This company is very unprofessional. I have several emails requesting updates on my claim from June of 2023 .I was switch around from one person to the next three times.. The insurance company reached out to me and advised they were not getting response as well. I was talked to like a child, but they are quick to reach out for their money They don't care about the customers,
Miranda in the accounting department was very nice and understandable and Joshua was the last person to handle my claim, he was great Everyone else was very rude and nasty. I reached out to this company several times by email and phone. Out of the blue I received notification on August 5, 2024 that someone tried the cash a check in the amount of $3,257.81 even after I indicated for Noble to hold on June 11th and on July 23 to only cash check for $613.70 only because I had to pay the mold company for the mold removal. To my surprised they indicated they tried to reach me on a number I no longer had, but they also never sent an email indicating they couldn't reach by phone until I contacted them to find out why did they try to submit the check after I sent several emails.

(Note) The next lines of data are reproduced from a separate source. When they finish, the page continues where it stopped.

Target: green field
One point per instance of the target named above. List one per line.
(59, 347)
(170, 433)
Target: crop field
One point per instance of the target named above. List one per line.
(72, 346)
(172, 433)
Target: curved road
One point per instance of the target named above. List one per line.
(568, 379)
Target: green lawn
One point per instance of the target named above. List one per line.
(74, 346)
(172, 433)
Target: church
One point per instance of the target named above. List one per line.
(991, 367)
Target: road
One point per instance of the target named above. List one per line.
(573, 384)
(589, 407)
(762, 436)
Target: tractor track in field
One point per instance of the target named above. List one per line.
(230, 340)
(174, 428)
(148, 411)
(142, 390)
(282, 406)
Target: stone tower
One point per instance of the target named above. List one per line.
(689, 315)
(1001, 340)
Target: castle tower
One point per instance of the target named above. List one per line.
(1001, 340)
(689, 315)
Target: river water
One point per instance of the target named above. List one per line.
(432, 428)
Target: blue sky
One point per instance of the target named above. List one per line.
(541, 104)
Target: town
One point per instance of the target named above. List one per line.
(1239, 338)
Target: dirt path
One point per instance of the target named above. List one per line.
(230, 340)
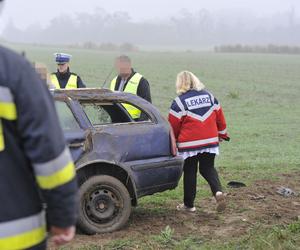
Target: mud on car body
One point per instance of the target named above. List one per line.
(118, 159)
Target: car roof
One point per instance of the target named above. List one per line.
(92, 94)
(103, 95)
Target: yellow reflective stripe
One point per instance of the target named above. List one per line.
(1, 137)
(24, 240)
(8, 111)
(132, 87)
(72, 82)
(54, 81)
(133, 84)
(113, 84)
(58, 178)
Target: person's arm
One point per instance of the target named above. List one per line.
(45, 148)
(221, 122)
(80, 83)
(175, 118)
(144, 90)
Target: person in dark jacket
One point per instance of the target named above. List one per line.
(132, 82)
(198, 123)
(64, 78)
(37, 174)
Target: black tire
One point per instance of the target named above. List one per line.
(104, 205)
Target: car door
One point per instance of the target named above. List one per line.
(74, 135)
(124, 139)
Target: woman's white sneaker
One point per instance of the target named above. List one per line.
(221, 201)
(182, 207)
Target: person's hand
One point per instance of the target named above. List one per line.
(62, 236)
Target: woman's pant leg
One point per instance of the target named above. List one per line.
(208, 171)
(41, 246)
(190, 180)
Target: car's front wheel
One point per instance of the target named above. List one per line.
(104, 206)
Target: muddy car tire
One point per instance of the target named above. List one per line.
(104, 205)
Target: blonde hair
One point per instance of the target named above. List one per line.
(186, 80)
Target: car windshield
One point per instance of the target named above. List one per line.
(66, 117)
(108, 113)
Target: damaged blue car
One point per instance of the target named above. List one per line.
(118, 159)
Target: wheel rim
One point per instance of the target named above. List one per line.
(102, 205)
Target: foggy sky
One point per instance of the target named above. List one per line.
(23, 13)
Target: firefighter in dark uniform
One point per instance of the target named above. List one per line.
(132, 82)
(37, 174)
(63, 78)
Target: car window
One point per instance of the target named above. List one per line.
(66, 117)
(107, 113)
(96, 114)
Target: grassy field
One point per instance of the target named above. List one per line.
(260, 95)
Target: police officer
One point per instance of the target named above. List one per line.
(130, 81)
(37, 175)
(63, 78)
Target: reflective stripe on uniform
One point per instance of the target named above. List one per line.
(131, 87)
(71, 84)
(1, 137)
(56, 172)
(8, 111)
(198, 142)
(23, 233)
(54, 81)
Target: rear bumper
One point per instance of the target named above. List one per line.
(156, 175)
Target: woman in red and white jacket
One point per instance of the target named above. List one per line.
(199, 125)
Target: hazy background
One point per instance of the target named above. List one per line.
(157, 23)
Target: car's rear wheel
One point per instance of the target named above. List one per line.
(104, 206)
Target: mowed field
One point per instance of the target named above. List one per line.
(260, 95)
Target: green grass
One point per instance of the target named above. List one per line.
(275, 238)
(260, 98)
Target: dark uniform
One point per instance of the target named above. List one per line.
(35, 165)
(63, 79)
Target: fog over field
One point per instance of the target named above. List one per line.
(168, 23)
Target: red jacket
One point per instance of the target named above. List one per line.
(197, 120)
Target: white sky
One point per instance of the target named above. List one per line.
(26, 12)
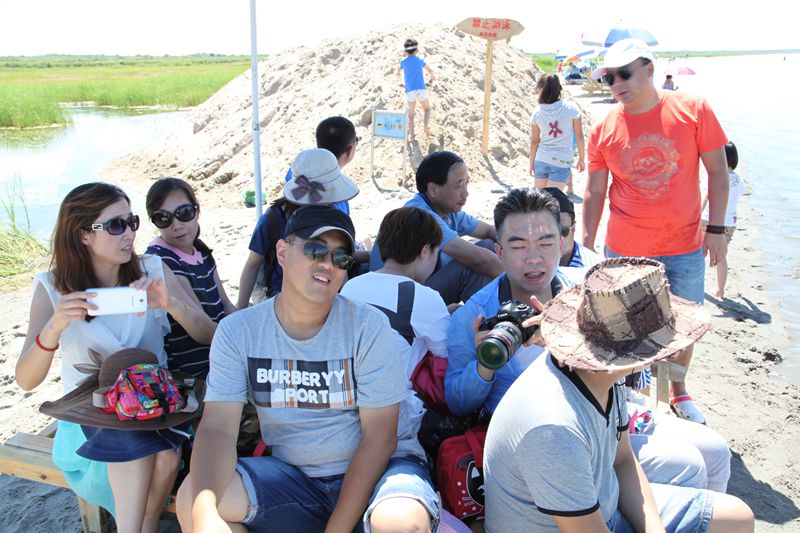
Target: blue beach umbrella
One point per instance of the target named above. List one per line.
(575, 56)
(617, 33)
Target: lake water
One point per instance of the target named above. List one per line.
(754, 99)
(45, 164)
(753, 96)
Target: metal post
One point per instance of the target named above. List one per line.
(256, 124)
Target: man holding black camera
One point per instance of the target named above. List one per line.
(486, 354)
(529, 247)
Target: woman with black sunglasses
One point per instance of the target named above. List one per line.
(173, 208)
(129, 472)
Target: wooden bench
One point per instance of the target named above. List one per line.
(28, 456)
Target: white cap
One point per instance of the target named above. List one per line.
(623, 53)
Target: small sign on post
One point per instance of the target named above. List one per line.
(491, 30)
(388, 125)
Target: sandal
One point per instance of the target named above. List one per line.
(684, 407)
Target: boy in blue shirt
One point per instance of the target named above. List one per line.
(416, 91)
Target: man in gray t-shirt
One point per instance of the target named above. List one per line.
(558, 454)
(324, 378)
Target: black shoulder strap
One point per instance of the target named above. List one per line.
(400, 320)
(275, 218)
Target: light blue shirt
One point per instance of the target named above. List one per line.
(464, 388)
(412, 73)
(453, 225)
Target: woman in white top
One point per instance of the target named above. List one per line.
(553, 127)
(93, 248)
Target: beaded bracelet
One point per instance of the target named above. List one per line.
(43, 347)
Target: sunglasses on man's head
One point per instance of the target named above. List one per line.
(625, 73)
(319, 252)
(184, 213)
(116, 226)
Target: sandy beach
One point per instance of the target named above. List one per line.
(730, 374)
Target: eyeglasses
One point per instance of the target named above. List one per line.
(319, 252)
(184, 213)
(625, 73)
(115, 226)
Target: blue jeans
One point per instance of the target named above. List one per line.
(282, 498)
(685, 272)
(680, 509)
(550, 172)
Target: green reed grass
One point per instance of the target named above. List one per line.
(31, 94)
(20, 252)
(545, 62)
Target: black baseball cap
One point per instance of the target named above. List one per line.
(565, 205)
(311, 221)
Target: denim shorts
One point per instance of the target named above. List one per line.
(283, 498)
(550, 172)
(680, 509)
(123, 445)
(685, 272)
(418, 95)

Now I understand why all the bad reviews were removed from their site I realized back in November 2023 several other customers were complaining about communication issues and all they care are about is money. RUN FROM THIS COMPANY!!!!Business Response
Date: 08/16/2024
Ms. *******,
Thank you for sharing your concerns. We have reviewed your file thoroughly and would like to address the points raised. Professionalism: Both Cody and Angelica maintained a high level of professionalism in all communications. Cody's departure from Noble was due to personal reasons, which led to Josh taking over your file. Documentation of Communications: We have a record of 125 emails and phone calls between Noble, your insurance company, and yourself. Additionally, there were 80 documented communications between our accounting department/management and you regarding insurance checks, reissue of checks and outstanding fees. Our initial welcome email also provided information on how to check the status of your claim through the Client Portal.

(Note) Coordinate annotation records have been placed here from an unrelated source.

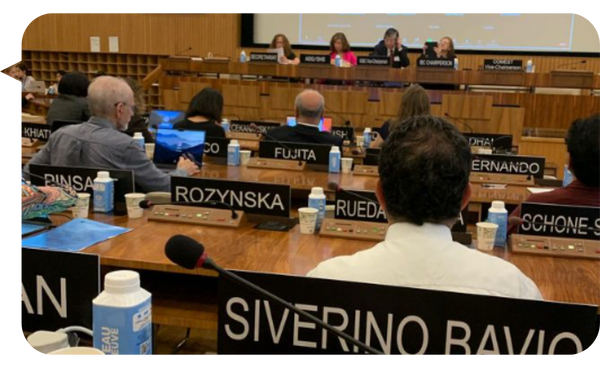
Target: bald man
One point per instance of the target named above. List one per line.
(100, 144)
(310, 106)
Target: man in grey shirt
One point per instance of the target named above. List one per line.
(100, 144)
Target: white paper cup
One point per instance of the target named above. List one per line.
(133, 200)
(77, 353)
(347, 165)
(245, 157)
(486, 236)
(308, 220)
(82, 207)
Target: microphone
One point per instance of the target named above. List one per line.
(472, 131)
(189, 254)
(518, 221)
(146, 205)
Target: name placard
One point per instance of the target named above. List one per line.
(82, 181)
(252, 198)
(35, 131)
(435, 63)
(496, 65)
(512, 165)
(374, 61)
(56, 289)
(560, 221)
(317, 154)
(350, 207)
(264, 57)
(315, 59)
(400, 322)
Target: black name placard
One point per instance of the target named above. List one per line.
(497, 65)
(56, 289)
(317, 154)
(494, 141)
(35, 131)
(353, 207)
(435, 63)
(216, 147)
(512, 165)
(315, 59)
(401, 322)
(346, 133)
(238, 126)
(264, 57)
(252, 198)
(374, 61)
(569, 222)
(82, 181)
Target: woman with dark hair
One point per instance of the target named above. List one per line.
(71, 104)
(204, 114)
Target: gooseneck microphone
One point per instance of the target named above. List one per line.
(189, 254)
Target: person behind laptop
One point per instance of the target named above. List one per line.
(583, 144)
(392, 47)
(100, 144)
(71, 103)
(310, 106)
(424, 184)
(204, 114)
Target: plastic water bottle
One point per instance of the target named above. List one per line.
(499, 215)
(104, 193)
(140, 140)
(335, 160)
(123, 317)
(568, 177)
(338, 61)
(368, 135)
(318, 201)
(233, 153)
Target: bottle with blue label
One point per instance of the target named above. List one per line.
(123, 317)
(104, 193)
(318, 201)
(233, 153)
(568, 178)
(335, 160)
(499, 215)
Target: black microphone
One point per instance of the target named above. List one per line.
(518, 221)
(189, 254)
(146, 205)
(472, 131)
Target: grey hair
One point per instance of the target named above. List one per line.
(104, 93)
(314, 112)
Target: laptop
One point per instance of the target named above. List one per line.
(172, 144)
(326, 124)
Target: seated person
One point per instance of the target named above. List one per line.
(583, 143)
(310, 106)
(71, 103)
(392, 47)
(99, 142)
(424, 185)
(204, 114)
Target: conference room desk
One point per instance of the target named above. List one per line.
(183, 299)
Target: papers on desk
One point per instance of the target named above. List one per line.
(73, 236)
(540, 190)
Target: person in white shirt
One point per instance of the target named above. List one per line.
(424, 184)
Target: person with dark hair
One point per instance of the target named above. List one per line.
(204, 114)
(424, 184)
(583, 144)
(71, 103)
(392, 47)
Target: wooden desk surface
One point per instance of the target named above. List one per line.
(561, 280)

Payment Issues: On February 21, 2024, you provided a check for $3,257.81 to cover our fee. However, the required mortgage authorization form was not submitted. According to our contract, payment is due from the insured upon receipt of insurance proceeds, not from the mortgage company. Despite this, we held the payment for nearly six months. Our accounting department proposed depositing an insurance check for $6,137.02 that did not include the mortgage to cover the outstanding fees, with the remaining balance to be issued after ten business days. You declined this offer and paid the $613.70 fee due for that check. Check Expiry and Insufficient Funds: The $3,257.81 check provided by you was returned due to insufficient funds. This occurred despite our accounting department sending you a check for $6,137.02 two weeks earlier. We made two attempts to contact you by phone to inform you of our plan to deposit the check. Claim Settlement: It is worth noting that, through Noble's efforts, your claim settlement increased by 51.46% after you engaged our services. We hope this clarifies the situation. If you have further questions or require additional assistance, please feel free to reach out via email.
Customer Answer
Date: 08/21/2024
Complaint: 22151187
I am rejecting this response because: The company still forwarded the same email response from a week ago, even after I submitted documents showing that my last contact to them was on July 23, 2024, regarding payments to their accounting department. The company failed to acknowledge on July 23, 2024, there were no discussion with their accounting department of check needed to be cashed before expiring date nor did they try to send an email to me before trying to cash the check.
Sincerely,
Nathasha *******Business Response
Date: 08/23/2024
Ms. *******,
As per our first response, we will address this same situation again. We have reviewed your file thoroughly and would like to address the points raised. Professionalism: Both Cody and Angelica maintained a high level of professionalism in all communications. Cody's departure from Noble was due to personal reasons, which led to Josh taking over your file. Documentation of Communications: We have a record of 125 emails and phone calls between Noble, your insurance company, and yourself. Additionally, there were 80 documented communications between our accounting department/management and you regarding insurance checks, reissue of checks and outstanding fees. The last contact you have with us is not July 23, 2024, but we have been in contact through email on August 5th, 7th, and 8th, and phone calls on August 2nd, 5th and 8th. Our initial welcome email also provided information on how to check the status of your claim through the Client Portal.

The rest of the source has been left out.